Health facilities in general
Assisted Reproductive Technology and Surrogacy
Visit the U.S. Centers for Disease Control and Prevention website for more information about Adventure Travel.
Road Conditions and Safety: Road conditions in Spain can differ significantly from those in the United States. Drivers and pedestrians should exercise increased caution, as traffic in Madrid and Barcelona is often faster-paced than in the United States and can be unnerving because of unfamiliar signs and traffic lights and different driving habits, including motorbikes weaving between traffic lanes.
Public Transportation: Public transportation in large Spanish cities is generally excellent.
See our Road Safety page for more information.

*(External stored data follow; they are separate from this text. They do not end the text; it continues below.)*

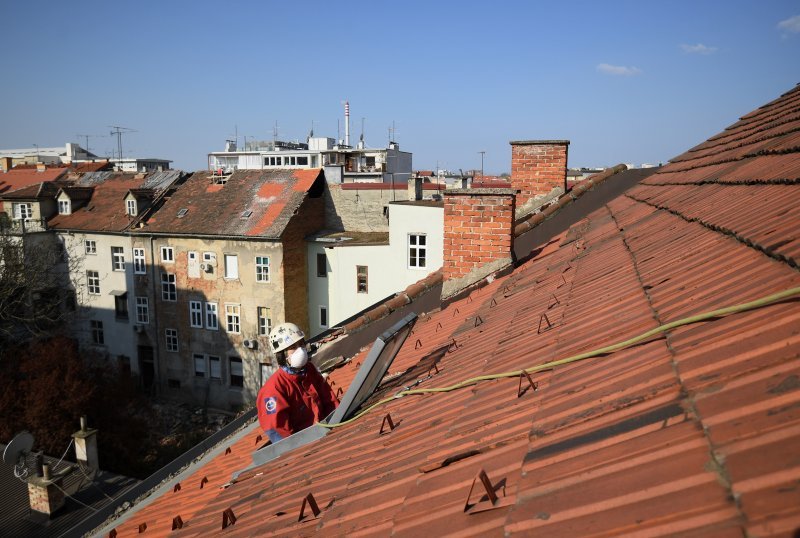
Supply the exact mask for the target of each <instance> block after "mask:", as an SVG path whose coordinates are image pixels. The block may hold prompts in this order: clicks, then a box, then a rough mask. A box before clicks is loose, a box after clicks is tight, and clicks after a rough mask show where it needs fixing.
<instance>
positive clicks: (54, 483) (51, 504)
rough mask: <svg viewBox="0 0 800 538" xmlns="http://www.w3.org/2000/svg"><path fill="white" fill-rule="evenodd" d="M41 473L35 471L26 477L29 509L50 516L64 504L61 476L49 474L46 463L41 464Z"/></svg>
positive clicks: (47, 468)
mask: <svg viewBox="0 0 800 538" xmlns="http://www.w3.org/2000/svg"><path fill="white" fill-rule="evenodd" d="M42 469H43V473H42V475H41V476H40V475H39V474H38V473H36V474H35V475H34V476H31V477H29V478H28V498H29V500H30V504H31V510H34V511H36V512H40V513H42V514H47V515H48V516H52V515H53V514H54V513H55V512H56V511H57V510H58V509H59V508H61V507H62V506H64V483H63V476H61V475H58V476H50V469H49V467H48V466H47V465H43V466H42Z"/></svg>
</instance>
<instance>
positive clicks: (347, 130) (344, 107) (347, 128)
mask: <svg viewBox="0 0 800 538" xmlns="http://www.w3.org/2000/svg"><path fill="white" fill-rule="evenodd" d="M344 145H345V146H349V145H350V101H345V102H344Z"/></svg>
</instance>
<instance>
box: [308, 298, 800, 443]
mask: <svg viewBox="0 0 800 538" xmlns="http://www.w3.org/2000/svg"><path fill="white" fill-rule="evenodd" d="M796 295H800V287H795V288H789V289H787V290H783V291H779V292H777V293H773V294H771V295H767V296H765V297H761V298H759V299H756V300H754V301H750V302H747V303H742V304H738V305H734V306H728V307H725V308H720V309H717V310H711V311H710V312H704V313H702V314H696V315H694V316H690V317H688V318H683V319H679V320H677V321H672V322H670V323H665V324H663V325H659V326H658V327H656V328H654V329H650V330H649V331H647V332H644V333H642V334H640V335H638V336H634V337H633V338H629V339H627V340H623V341H622V342H618V343H616V344H611V345H609V346H605V347H601V348H598V349H595V350H592V351H587V352H585V353H579V354H578V355H572V356H571V357H567V358H565V359H559V360H555V361H550V362H546V363H544V364H540V365H538V366H531V367H529V368H525V369H524V370H513V371H510V372H501V373H498V374H487V375H481V376H477V377H471V378H469V379H465V380H464V381H460V382H458V383H456V384H454V385H450V386H447V387H438V388H429V389H409V390H404V391H402V392H398V393H397V394H395V395H394V396H391V397H389V398H384V399H383V400H380V401H378V402H376V403H374V404H372V405H370V406H369V407H367V408H366V409H363V410H362V411H360V412H359V413H357V414H356V415H354V416H353V417H352V418H350V419H348V420H345V421H343V422H339V423H338V424H325V423H323V422H320V423H319V425H320V426H322V427H324V428H338V427H340V426H344V425H346V424H350V423H352V422H355V421H356V420H358V419H359V418H361V417H363V416H364V415H366V414H367V413H369V412H370V411H372V410H373V409H375V408H376V407H379V406H381V405H384V404H386V403H389V402H391V401H392V400H396V399H398V398H402V397H403V396H411V395H416V394H430V393H438V392H451V391H454V390H458V389H463V388H465V387H471V386H473V385H477V384H478V383H480V382H481V381H491V380H494V379H503V378H508V377H519V376H520V375H522V373H523V372H527V373H529V374H532V373H534V372H541V371H543V370H551V369H552V368H555V367H556V366H561V365H564V364H569V363H572V362H577V361H581V360H584V359H590V358H592V357H597V356H599V355H606V354H609V353H614V352H615V351H619V350H621V349H625V348H627V347H630V346H632V345H635V344H638V343H640V342H642V341H644V340H647V339H648V338H650V337H652V336H655V335H657V334H660V333H663V332H666V331H669V330H671V329H675V328H677V327H682V326H684V325H691V324H693V323H698V322H700V321H707V320H710V319H714V318H719V317H723V316H727V315H729V314H737V313H739V312H746V311H748V310H754V309H756V308H762V307H765V306H769V305H771V304H774V303H777V302H779V301H783V300H784V299H788V298H790V297H794V296H796Z"/></svg>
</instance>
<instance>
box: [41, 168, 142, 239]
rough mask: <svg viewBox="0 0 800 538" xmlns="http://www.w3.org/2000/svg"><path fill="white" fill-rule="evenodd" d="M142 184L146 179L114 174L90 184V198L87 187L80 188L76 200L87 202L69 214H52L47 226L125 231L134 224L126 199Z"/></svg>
mask: <svg viewBox="0 0 800 538" xmlns="http://www.w3.org/2000/svg"><path fill="white" fill-rule="evenodd" d="M145 182H146V178H145V177H142V176H141V175H139V174H132V173H117V174H114V175H112V176H110V177H108V178H106V179H105V180H103V181H102V182H100V183H97V184H96V185H93V192H92V193H91V196H90V197H87V188H86V187H82V188H79V189H78V191H79V199H80V200H81V201H83V200H87V198H88V200H87V201H86V202H85V203H82V205H81V207H80V208H78V209H77V210H73V213H72V214H70V215H55V216H54V217H52V218H51V219H50V220H49V221H48V225H49V226H50V228H54V229H61V230H86V231H96V232H100V231H103V232H122V231H125V230H127V229H128V227H129V226H130V225H131V224H132V223H133V222H134V219H133V218H132V217H131V216H129V215H128V214H127V208H126V207H125V196H126V195H127V194H128V191H130V190H131V189H138V188H140V187H141V186H142V185H144V184H145ZM67 192H68V193H69V189H67Z"/></svg>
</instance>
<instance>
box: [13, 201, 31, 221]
mask: <svg viewBox="0 0 800 538" xmlns="http://www.w3.org/2000/svg"><path fill="white" fill-rule="evenodd" d="M12 207H13V209H14V218H15V219H17V220H22V219H30V218H32V217H33V204H29V203H20V204H13V206H12Z"/></svg>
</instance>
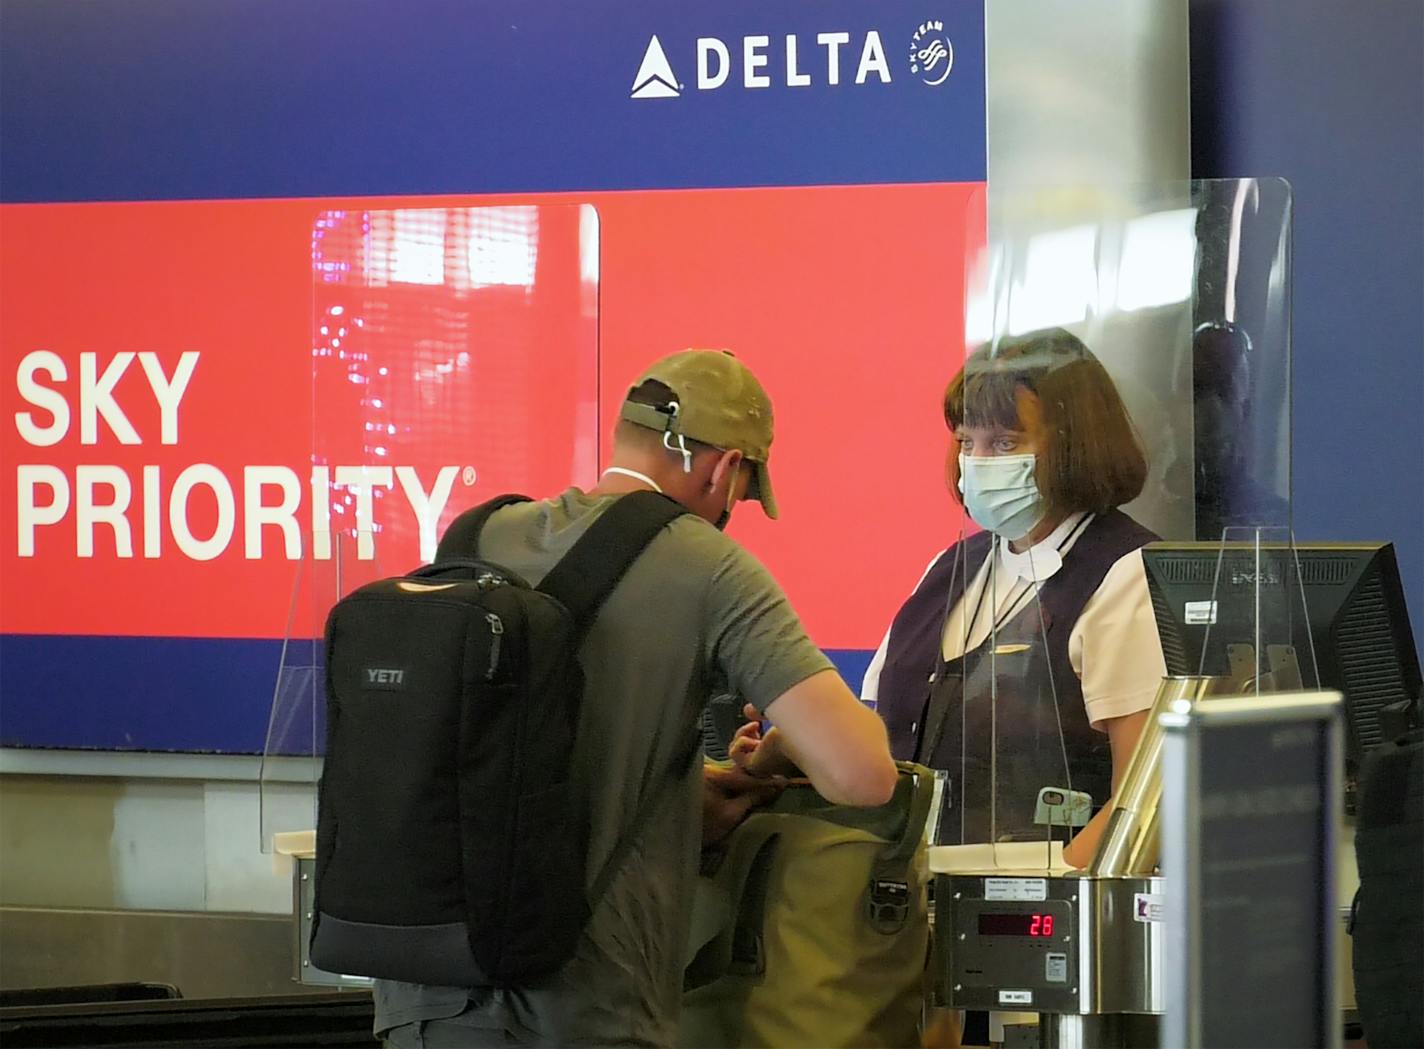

Aviation Safety Oversight: The U.S. Federal Aviation Administration (FAA) has assessed the government of Spain’s Civil Aviation Authority as being in compliance with International Civil Aviation Organization (ICAO) aviation safety standards for oversight of Spain’s air carrier operations. Further information may be found on the FAA’s safety assessment page.
Maritime Travel: Mariners planning travel to Spain should also check for U.S. maritime advisories and alerts. Information may also be posted to the U.S. Coast Guard homeport website and the NGA broadcast warnings.